Sky Hopinka was born and raised in Ferndale, Washington and spent several years in Palm Springs and Riverside, California; Portland, Oregon; Milwaukee, Wisconsin; and is currently based out of Cambridge, Massachusetts. In Portland, he studied and taught chinuk wawa, a language indigenous to the Lower Columbia River Basin. His video work centers around personal positions of Indigenous homeland and landscape, designs of language as containers of culture, and the play between the known and the unknowable.
Ja’Tovia M. Gary (b. Dallas, TX. 1984) is an artist and filmmaker currently living and working in Brooklyn, New York. Gary’s work seeks to liberate the distorted histories through which Black life is often viewed while fleshing out a nuanced and multivalent Black interiority. Through documentary film and experimental video art, Gary charts the ways structures of power shape our perceptions around representation, race, gender, sexuality, and violence.
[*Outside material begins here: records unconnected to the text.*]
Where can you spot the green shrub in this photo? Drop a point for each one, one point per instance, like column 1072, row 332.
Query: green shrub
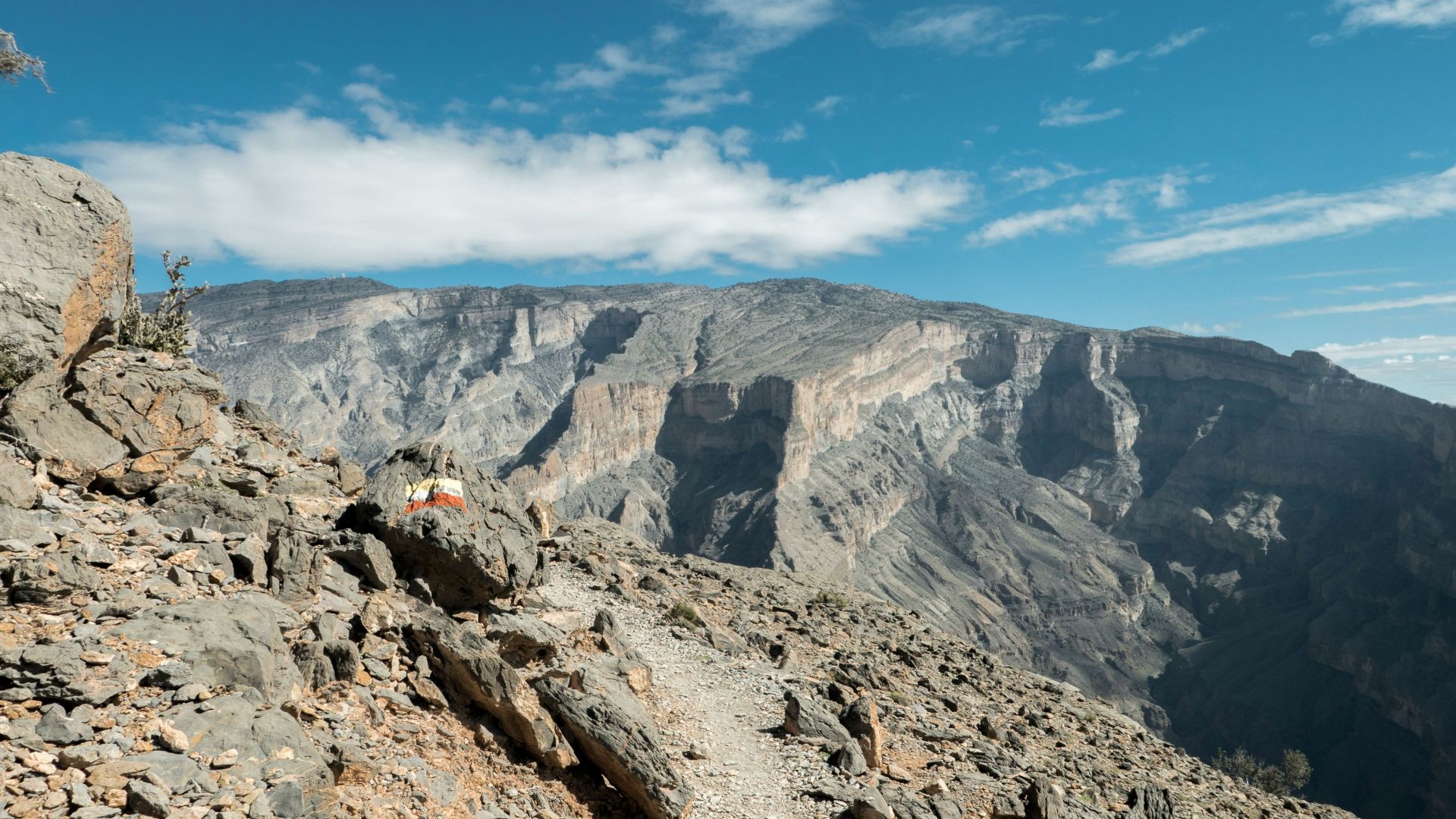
column 17, row 365
column 1280, row 780
column 830, row 599
column 15, row 63
column 166, row 328
column 685, row 614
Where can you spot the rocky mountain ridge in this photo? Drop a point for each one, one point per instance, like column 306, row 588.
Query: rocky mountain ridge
column 202, row 621
column 1234, row 545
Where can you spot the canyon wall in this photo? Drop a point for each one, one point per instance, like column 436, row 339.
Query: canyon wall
column 1234, row 545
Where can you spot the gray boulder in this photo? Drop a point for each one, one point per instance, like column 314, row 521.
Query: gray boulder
column 303, row 780
column 64, row 257
column 450, row 525
column 622, row 748
column 473, row 673
column 46, row 423
column 226, row 642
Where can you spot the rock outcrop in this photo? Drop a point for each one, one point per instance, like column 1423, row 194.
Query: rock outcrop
column 64, row 257
column 1237, row 547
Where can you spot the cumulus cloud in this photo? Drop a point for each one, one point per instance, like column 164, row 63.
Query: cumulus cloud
column 1298, row 218
column 615, row 63
column 1177, row 41
column 1375, row 306
column 1112, row 200
column 1389, row 349
column 827, row 107
column 1036, row 178
column 987, row 30
column 1423, row 365
column 1398, row 14
column 1110, row 58
column 1071, row 112
column 294, row 190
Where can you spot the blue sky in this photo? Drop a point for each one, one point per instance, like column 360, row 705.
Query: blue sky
column 1274, row 171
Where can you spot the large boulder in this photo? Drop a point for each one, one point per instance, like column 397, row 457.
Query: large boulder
column 126, row 416
column 64, row 257
column 625, row 749
column 449, row 525
column 478, row 676
column 235, row 643
column 161, row 407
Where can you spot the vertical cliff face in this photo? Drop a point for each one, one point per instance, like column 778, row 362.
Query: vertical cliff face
column 1234, row 545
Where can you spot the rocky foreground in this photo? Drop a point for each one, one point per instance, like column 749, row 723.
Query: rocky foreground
column 201, row 620
column 254, row 632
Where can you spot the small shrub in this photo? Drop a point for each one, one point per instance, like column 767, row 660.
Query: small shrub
column 685, row 614
column 1280, row 780
column 166, row 328
column 17, row 365
column 17, row 64
column 830, row 599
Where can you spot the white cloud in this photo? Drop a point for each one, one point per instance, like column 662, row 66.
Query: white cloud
column 1177, row 41
column 1298, row 218
column 1028, row 180
column 827, row 107
column 1389, row 347
column 986, row 30
column 1196, row 328
column 615, row 63
column 794, row 17
column 1071, row 112
column 1375, row 306
column 1109, row 58
column 1400, row 14
column 1424, row 365
column 516, row 105
column 1112, row 200
column 680, row 105
column 299, row 191
column 1370, row 287
column 373, row 74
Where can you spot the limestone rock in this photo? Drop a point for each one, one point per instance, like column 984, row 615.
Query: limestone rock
column 618, row 745
column 449, row 523
column 64, row 257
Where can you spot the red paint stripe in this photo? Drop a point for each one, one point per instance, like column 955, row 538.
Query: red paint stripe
column 436, row 500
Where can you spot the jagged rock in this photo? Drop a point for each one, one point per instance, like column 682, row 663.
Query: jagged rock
column 224, row 510
column 161, row 407
column 620, row 748
column 523, row 637
column 17, row 482
column 473, row 673
column 367, row 554
column 805, row 716
column 147, row 799
column 449, row 523
column 58, row 729
column 64, row 257
column 1149, row 802
column 1044, row 799
column 57, row 575
column 861, row 719
column 226, row 642
column 268, row 744
column 39, row 417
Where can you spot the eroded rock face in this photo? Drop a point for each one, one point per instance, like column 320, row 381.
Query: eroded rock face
column 449, row 525
column 1106, row 507
column 64, row 257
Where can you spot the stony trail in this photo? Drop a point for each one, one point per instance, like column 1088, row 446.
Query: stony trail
column 730, row 707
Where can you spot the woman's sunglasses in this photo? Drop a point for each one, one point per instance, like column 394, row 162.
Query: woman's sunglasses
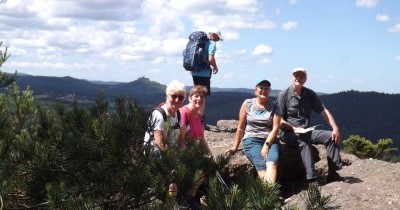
column 180, row 97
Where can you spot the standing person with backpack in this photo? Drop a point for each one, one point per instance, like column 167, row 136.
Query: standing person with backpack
column 164, row 125
column 199, row 57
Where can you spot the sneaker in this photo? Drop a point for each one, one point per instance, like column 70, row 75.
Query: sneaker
column 334, row 177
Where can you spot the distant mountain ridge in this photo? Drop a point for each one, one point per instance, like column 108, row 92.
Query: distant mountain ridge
column 369, row 114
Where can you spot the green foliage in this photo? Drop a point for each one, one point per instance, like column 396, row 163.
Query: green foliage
column 313, row 199
column 89, row 158
column 5, row 79
column 219, row 197
column 251, row 194
column 364, row 148
column 263, row 195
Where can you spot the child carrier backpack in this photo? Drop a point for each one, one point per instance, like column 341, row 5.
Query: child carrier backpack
column 193, row 57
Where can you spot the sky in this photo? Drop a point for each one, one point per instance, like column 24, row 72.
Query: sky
column 343, row 44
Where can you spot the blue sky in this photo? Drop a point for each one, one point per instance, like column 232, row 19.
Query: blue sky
column 344, row 44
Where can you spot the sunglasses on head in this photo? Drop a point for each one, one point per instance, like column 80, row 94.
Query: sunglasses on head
column 180, row 97
column 264, row 88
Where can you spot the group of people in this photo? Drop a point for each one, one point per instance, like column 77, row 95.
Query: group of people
column 262, row 122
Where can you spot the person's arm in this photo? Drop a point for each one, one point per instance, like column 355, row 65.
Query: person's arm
column 239, row 130
column 159, row 140
column 182, row 129
column 213, row 63
column 271, row 136
column 331, row 121
column 212, row 48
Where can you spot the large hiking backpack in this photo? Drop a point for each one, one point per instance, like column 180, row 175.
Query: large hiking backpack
column 193, row 56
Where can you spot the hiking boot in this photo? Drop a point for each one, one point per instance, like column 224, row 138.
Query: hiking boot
column 334, row 177
column 313, row 181
column 194, row 204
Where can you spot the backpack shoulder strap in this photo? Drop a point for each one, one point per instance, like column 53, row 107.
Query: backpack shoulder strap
column 187, row 112
column 162, row 111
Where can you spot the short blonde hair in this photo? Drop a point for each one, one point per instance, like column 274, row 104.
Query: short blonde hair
column 175, row 86
column 198, row 89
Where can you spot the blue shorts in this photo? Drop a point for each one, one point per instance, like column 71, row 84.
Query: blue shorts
column 252, row 148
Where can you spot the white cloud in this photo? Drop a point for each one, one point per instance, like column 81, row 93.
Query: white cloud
column 290, row 25
column 266, row 61
column 395, row 28
column 262, row 49
column 367, row 3
column 382, row 18
column 159, row 60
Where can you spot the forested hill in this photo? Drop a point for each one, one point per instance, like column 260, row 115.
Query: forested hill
column 369, row 114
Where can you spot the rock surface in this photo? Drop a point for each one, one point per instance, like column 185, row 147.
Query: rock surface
column 368, row 183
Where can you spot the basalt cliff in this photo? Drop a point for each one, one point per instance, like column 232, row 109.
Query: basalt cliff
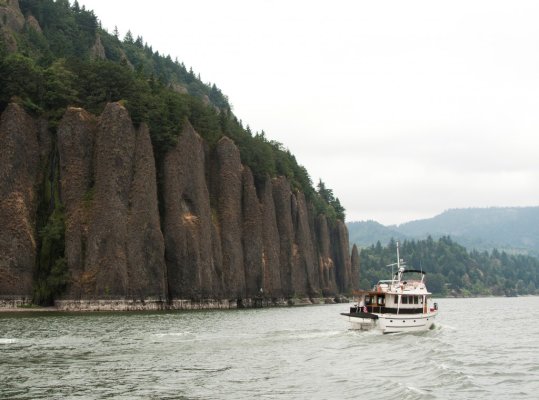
column 192, row 232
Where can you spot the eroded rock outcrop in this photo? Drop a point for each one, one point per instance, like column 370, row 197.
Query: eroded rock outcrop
column 193, row 272
column 341, row 257
column 354, row 260
column 76, row 137
column 218, row 241
column 19, row 178
column 252, row 238
column 272, row 249
column 228, row 192
column 123, row 247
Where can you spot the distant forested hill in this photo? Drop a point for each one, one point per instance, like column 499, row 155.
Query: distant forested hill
column 511, row 229
column 452, row 270
column 365, row 233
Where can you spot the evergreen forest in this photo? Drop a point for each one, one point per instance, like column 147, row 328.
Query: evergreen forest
column 451, row 270
column 70, row 60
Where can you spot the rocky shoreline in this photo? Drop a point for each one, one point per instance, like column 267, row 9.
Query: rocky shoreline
column 22, row 305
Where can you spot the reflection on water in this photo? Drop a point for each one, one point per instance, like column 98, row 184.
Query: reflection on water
column 481, row 348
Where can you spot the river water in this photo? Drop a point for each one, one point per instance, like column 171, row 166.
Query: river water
column 480, row 349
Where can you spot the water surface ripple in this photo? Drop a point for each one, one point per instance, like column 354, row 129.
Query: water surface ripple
column 481, row 349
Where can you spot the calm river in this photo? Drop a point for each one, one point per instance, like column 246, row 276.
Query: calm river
column 481, row 349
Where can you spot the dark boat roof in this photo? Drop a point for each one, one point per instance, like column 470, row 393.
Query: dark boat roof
column 414, row 270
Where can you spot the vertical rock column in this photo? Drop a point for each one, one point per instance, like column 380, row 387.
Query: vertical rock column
column 270, row 236
column 125, row 249
column 328, row 280
column 282, row 197
column 341, row 257
column 76, row 137
column 228, row 192
column 305, row 264
column 355, row 268
column 252, row 240
column 187, row 222
column 19, row 175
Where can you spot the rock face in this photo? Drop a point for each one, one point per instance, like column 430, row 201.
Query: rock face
column 228, row 192
column 187, row 222
column 114, row 245
column 76, row 138
column 354, row 259
column 216, row 240
column 19, row 177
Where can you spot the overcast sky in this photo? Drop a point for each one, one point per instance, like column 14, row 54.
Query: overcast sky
column 404, row 108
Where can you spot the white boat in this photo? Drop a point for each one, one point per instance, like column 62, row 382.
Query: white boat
column 401, row 304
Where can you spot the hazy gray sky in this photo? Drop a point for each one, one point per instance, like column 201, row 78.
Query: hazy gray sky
column 403, row 108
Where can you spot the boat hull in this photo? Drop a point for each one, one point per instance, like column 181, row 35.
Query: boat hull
column 393, row 323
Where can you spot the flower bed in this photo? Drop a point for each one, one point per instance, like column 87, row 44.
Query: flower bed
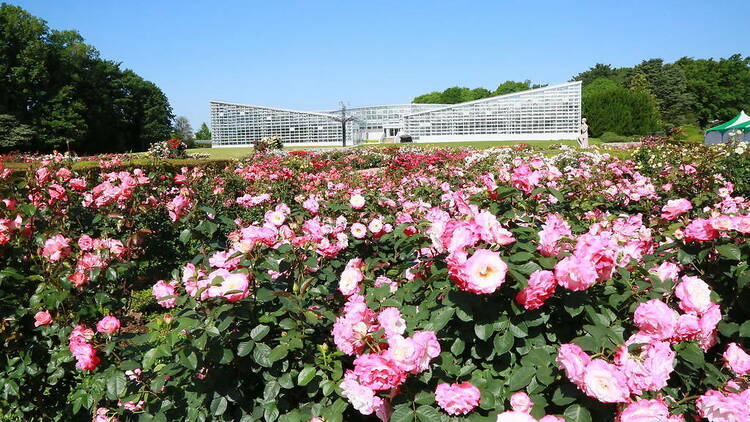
column 497, row 285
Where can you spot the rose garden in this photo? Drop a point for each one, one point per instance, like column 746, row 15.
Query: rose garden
column 397, row 284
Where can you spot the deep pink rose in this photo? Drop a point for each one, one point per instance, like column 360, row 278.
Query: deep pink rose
column 108, row 325
column 457, row 399
column 42, row 318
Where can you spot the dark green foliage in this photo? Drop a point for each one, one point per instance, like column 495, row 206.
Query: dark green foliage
column 611, row 108
column 64, row 96
column 203, row 133
column 14, row 135
column 703, row 91
column 457, row 94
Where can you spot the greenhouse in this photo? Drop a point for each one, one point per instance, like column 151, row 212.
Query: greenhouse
column 738, row 127
column 548, row 113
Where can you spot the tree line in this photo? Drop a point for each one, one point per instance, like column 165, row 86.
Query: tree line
column 651, row 96
column 57, row 93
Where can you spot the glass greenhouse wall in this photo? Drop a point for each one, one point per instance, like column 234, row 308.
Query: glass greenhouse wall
column 548, row 113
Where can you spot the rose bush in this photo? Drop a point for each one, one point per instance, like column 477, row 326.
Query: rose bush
column 438, row 285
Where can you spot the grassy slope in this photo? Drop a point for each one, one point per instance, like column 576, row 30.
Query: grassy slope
column 236, row 153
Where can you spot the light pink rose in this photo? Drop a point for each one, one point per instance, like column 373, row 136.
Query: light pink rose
column 514, row 416
column 357, row 201
column 675, row 208
column 718, row 407
column 541, row 287
column 378, row 372
column 362, row 398
column 575, row 273
column 737, row 360
column 644, row 411
column 391, row 321
column 457, row 399
column 56, row 248
column 482, row 273
column 108, row 325
column 655, row 318
column 700, row 230
column 694, row 295
column 359, row 230
column 521, row 402
column 605, row 382
column 42, row 318
column 161, row 290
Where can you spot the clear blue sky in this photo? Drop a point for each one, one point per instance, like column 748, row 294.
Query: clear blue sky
column 311, row 54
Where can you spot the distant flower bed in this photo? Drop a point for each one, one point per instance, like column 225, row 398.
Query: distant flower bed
column 395, row 284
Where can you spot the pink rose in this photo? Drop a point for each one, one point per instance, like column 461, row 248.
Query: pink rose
column 362, row 398
column 391, row 321
column 86, row 243
column 457, row 399
column 357, row 201
column 605, row 382
column 694, row 295
column 719, row 407
column 56, row 247
column 647, row 368
column 656, row 319
column 42, row 318
column 541, row 287
column 737, row 360
column 700, row 230
column 514, row 416
column 351, row 277
column 482, row 273
column 675, row 207
column 378, row 372
column 521, row 402
column 645, row 411
column 574, row 361
column 575, row 273
column 108, row 325
column 161, row 289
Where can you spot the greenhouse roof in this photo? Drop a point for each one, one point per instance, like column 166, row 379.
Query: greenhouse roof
column 740, row 121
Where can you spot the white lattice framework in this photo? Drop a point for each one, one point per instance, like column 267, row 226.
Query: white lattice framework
column 548, row 113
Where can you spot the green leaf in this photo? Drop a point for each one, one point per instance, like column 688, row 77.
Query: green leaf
column 439, row 318
column 428, row 414
column 279, row 352
column 116, row 385
column 189, row 361
column 259, row 332
column 731, row 252
column 483, row 331
column 521, row 377
column 305, row 376
column 260, row 354
column 503, row 343
column 218, row 406
column 745, row 329
column 244, row 348
column 577, row 413
column 402, row 414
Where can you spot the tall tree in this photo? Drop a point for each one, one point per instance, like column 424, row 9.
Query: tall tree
column 57, row 85
column 203, row 133
column 14, row 136
column 182, row 129
column 719, row 88
column 601, row 70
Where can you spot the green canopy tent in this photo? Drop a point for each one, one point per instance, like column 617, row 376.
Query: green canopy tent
column 722, row 132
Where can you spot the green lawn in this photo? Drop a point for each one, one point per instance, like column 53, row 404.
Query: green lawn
column 237, row 153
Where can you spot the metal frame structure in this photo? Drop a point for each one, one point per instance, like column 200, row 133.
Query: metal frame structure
column 548, row 113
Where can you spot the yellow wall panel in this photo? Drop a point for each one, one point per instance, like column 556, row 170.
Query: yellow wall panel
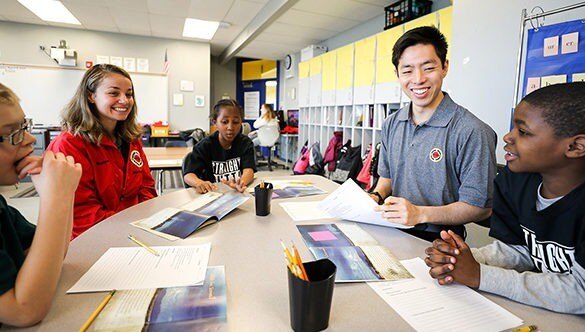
column 328, row 72
column 345, row 57
column 385, row 41
column 427, row 20
column 365, row 57
column 304, row 69
column 315, row 66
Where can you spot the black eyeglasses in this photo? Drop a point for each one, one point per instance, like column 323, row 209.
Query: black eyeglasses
column 17, row 136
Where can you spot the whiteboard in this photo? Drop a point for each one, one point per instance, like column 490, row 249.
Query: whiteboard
column 44, row 91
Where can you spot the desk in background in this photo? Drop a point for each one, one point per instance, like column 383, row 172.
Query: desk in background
column 249, row 247
column 163, row 159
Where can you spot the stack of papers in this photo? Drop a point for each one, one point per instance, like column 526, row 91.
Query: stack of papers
column 137, row 268
column 350, row 202
column 427, row 306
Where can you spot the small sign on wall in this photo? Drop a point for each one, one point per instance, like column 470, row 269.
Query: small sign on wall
column 199, row 101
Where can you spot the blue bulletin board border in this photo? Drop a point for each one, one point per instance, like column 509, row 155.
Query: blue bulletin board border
column 538, row 66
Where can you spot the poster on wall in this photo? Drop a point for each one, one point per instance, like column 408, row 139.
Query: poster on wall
column 554, row 54
column 251, row 104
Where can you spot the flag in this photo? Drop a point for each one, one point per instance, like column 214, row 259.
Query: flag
column 166, row 65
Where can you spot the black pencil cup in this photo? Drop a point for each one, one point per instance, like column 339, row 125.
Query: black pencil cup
column 310, row 301
column 263, row 198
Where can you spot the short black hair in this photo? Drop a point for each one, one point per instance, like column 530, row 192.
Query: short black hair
column 226, row 103
column 562, row 106
column 427, row 35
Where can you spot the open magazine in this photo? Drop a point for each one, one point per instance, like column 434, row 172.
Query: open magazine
column 174, row 223
column 357, row 255
column 195, row 308
column 292, row 188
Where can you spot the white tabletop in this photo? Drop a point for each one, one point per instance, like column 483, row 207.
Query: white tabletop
column 249, row 248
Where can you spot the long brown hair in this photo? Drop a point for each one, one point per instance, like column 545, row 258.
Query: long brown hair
column 80, row 117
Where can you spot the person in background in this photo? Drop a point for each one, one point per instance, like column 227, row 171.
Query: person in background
column 225, row 156
column 437, row 162
column 31, row 257
column 268, row 122
column 538, row 219
column 101, row 132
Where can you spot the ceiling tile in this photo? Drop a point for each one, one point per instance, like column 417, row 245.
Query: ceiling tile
column 176, row 8
column 125, row 5
column 166, row 24
column 130, row 20
column 297, row 30
column 298, row 17
column 242, row 12
column 202, row 10
column 92, row 14
column 340, row 8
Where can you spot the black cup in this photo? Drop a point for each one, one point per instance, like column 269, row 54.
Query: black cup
column 310, row 301
column 263, row 197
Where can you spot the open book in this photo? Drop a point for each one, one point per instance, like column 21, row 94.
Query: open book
column 195, row 308
column 292, row 188
column 357, row 255
column 174, row 223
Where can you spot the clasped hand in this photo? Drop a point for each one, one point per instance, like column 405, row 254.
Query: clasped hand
column 451, row 260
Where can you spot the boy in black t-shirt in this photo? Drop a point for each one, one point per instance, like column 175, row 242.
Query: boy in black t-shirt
column 226, row 156
column 31, row 261
column 538, row 219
Nicole Miller is an artist working mainly with video, she lives and works in Southern California. Miller’s work stems from the possibility representation allows for reconstitution. Using video installation and sculpture, Miller proposes that active viewing can be used as a tool to reconstitute personal histories, or even one's own body.
Arthur Jafa (b. 1960, Tupelo, Mississippi) is an artist, filmmaker and cinematographer. Across three decades, Jafa has developed a dynamic practice comprising films, artefacts and happenings that reference and question the universal and specific articulations of Black being. Underscoring the many facets of Jafa’s practice is a recurring question: how can visual media, such as objects, static and moving images, transmit the equivalent “power, beauty, and alienation” embedded within forms of Black music in U.S. culture?
adriana hall (b. 1997, maryland) is a Landscape Architecture graduate student at Rutgers University. Her work centers around social justice and activism in the landscape through storytelling. Through storytelling, she is able to highlight untold stories of under represented communities in society which in turn brings light to conversations that can sometimes be difficult to have.